You would be inclined to think that the person who has the greatest impact on your understanding of J. Edgar Hoover in the new film J. Edgar would be Leonardo DiCaprio, who plays the head of the FBI over a 40-year span. Or you might think it would be Clint Eastwood, the picture's director. In both cases, you'd be wrong. No, the most interesting name in the credits is that of Dustin Lance Black, who won an Oscar for scribing "Milk," and who has now turned his gaze on Hoover, the longtime lawman who died a bachelor, and who has long been rumored to be gay.
You see, J. Edgar is actually Black's take on Hoover's, and by the looks of things, Hoover—who was by all accounts a wretched, insecure, monster of a person—gets a pretty good shake from the writer. Sure, the fact that Leo plays him doesn't hurt, but many of Hoover's nasty qualities—the paranoia, the blackmail, the hoarding of information and power—are played out through justification, meaning that the audience is often given to understand that Hoover had valid reasons—at least in his own head—for doing the awful things that he did.
Much of that is due, I suppose to the method in which the story is told. Hoover is dictating his memoirs, which allows him to be his own unreliable narrator. That's a terrific idea, because much of what Hoover selectively remembers is self-aggrandizing.

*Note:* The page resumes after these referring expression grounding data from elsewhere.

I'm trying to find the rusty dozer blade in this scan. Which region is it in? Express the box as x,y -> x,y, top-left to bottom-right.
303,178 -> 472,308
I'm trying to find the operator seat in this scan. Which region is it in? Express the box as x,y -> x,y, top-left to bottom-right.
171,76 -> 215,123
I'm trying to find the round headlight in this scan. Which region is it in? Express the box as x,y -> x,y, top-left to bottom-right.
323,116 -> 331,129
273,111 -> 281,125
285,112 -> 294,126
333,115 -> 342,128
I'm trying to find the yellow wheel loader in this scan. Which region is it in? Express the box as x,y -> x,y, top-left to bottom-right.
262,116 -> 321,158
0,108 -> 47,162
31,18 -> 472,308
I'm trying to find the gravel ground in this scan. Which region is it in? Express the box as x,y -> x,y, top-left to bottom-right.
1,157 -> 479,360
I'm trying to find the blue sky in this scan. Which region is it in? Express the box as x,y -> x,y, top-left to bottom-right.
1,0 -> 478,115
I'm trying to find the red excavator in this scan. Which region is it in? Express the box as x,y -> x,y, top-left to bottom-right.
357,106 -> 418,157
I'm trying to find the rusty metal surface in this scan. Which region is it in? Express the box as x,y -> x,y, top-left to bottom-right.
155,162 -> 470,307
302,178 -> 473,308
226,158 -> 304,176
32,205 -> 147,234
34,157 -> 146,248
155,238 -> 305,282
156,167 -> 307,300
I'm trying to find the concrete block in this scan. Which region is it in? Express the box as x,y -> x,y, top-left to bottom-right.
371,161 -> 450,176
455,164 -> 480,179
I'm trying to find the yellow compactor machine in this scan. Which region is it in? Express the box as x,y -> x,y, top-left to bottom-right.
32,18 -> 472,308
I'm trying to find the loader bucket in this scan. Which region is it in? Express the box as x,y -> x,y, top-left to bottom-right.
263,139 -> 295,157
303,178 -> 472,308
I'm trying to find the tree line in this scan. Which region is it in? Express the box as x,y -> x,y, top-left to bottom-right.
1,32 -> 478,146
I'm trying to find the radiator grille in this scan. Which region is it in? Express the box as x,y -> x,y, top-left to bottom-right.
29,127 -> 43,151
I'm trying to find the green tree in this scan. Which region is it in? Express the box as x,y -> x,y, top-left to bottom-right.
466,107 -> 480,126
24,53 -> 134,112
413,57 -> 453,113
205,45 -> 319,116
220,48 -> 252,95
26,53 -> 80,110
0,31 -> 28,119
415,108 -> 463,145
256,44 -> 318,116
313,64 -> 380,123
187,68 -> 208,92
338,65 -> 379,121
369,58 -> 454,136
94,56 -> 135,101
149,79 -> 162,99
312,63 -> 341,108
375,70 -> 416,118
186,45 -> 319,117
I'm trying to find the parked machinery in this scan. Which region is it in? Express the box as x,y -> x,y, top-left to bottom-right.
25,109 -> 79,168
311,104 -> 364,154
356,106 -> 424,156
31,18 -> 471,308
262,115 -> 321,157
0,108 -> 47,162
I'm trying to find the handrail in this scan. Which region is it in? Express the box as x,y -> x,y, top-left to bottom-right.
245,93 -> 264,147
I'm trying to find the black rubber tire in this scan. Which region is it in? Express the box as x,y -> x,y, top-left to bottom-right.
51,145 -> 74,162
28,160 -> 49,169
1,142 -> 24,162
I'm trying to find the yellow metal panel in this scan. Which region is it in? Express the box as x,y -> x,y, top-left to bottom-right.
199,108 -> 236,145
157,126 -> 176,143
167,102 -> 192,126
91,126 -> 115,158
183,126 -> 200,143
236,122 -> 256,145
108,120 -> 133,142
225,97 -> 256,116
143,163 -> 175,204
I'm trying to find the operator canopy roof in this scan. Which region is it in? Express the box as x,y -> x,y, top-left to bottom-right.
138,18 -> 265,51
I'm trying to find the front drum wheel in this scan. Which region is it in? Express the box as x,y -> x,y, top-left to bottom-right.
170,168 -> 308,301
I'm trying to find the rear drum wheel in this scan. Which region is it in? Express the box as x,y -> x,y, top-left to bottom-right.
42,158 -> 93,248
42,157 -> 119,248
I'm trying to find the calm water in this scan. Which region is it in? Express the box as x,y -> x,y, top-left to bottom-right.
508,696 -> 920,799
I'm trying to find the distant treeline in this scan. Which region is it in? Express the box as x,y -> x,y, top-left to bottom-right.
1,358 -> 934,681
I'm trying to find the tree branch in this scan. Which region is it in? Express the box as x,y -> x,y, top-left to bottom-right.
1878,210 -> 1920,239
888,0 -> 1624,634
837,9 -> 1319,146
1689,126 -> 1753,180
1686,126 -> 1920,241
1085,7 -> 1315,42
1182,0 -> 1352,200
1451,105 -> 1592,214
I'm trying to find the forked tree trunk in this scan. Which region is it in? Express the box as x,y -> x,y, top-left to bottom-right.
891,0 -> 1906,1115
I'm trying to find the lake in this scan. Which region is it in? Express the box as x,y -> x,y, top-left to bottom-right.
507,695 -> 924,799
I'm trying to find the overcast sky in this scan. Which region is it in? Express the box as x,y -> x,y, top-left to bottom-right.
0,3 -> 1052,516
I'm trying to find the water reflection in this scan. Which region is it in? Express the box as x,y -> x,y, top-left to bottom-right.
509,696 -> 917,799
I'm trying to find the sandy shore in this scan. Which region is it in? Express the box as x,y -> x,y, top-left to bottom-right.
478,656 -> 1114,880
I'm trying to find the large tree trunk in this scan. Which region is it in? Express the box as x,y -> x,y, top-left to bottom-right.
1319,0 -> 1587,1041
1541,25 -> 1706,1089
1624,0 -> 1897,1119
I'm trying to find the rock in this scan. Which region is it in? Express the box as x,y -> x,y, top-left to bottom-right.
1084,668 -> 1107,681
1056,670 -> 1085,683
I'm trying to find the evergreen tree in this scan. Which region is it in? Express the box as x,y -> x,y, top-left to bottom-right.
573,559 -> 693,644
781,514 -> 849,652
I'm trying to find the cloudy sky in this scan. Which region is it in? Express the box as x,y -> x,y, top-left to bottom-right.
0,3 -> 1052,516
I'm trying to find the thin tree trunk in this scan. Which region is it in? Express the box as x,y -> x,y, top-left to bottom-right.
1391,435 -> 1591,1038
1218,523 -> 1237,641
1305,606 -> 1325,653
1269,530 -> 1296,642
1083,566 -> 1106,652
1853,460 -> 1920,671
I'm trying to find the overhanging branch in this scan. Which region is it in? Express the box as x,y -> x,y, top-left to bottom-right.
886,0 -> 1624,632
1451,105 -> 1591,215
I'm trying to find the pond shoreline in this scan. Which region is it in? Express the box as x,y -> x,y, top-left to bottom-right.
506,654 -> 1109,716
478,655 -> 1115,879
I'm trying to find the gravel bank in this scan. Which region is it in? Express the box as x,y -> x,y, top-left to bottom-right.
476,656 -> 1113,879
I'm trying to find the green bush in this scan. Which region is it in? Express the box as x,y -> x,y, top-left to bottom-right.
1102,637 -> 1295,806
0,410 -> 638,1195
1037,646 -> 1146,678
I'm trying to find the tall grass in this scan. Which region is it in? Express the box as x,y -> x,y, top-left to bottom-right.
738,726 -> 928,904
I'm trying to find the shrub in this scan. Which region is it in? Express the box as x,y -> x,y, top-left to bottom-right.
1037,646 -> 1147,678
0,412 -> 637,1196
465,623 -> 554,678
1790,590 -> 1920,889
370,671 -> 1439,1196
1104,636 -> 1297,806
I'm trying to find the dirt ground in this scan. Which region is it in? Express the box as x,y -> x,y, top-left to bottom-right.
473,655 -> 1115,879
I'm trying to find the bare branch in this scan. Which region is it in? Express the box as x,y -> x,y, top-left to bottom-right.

Still, you can't help but feel that even Black still should have spent more time examining Hoover's sexuality. Yes, it's certainly suggested that he was likely closeted and in love with his longtime aide Clyde Tolson (Armie Hammer), but J. Edgar also suggests that because of society's attitudes towards homosexuality at the time, Hoover is to be pitied to a degree, because he was never able to truly be himself, and therefore many of the negative qualities that surfaced over the course of his career were due to his isolation and loneliness.
Certainly, that could be the case. That said, do we need to feel pity for J. Edgar Hoover, a man who started his career as a rabid anti-communist before setting his sights on the likes of Martin Luther King, Jr.? Debatable at best. And all of that said, though Hoover was dedicated to fighting crime, the crime J. Edgar cannot fight is that of tedium. Simply put, and despite DiCaprio's performance, which, like most of his work, is thoughtful and deliberate, this is a long, dull, self-important movie. DiCaprio is good, but we really gain no insight into Hoover himself, and certainly don't have an understanding of his stunted emotional life. There may be mysteries in history, such as whether Charles Lindbergh's child was kidnapped by only one man (the case is one of the film's backdrops), and the true persona of J. Edgar Hoover is one of them. But not all mysteries need to be solved, and this is definitely one of them.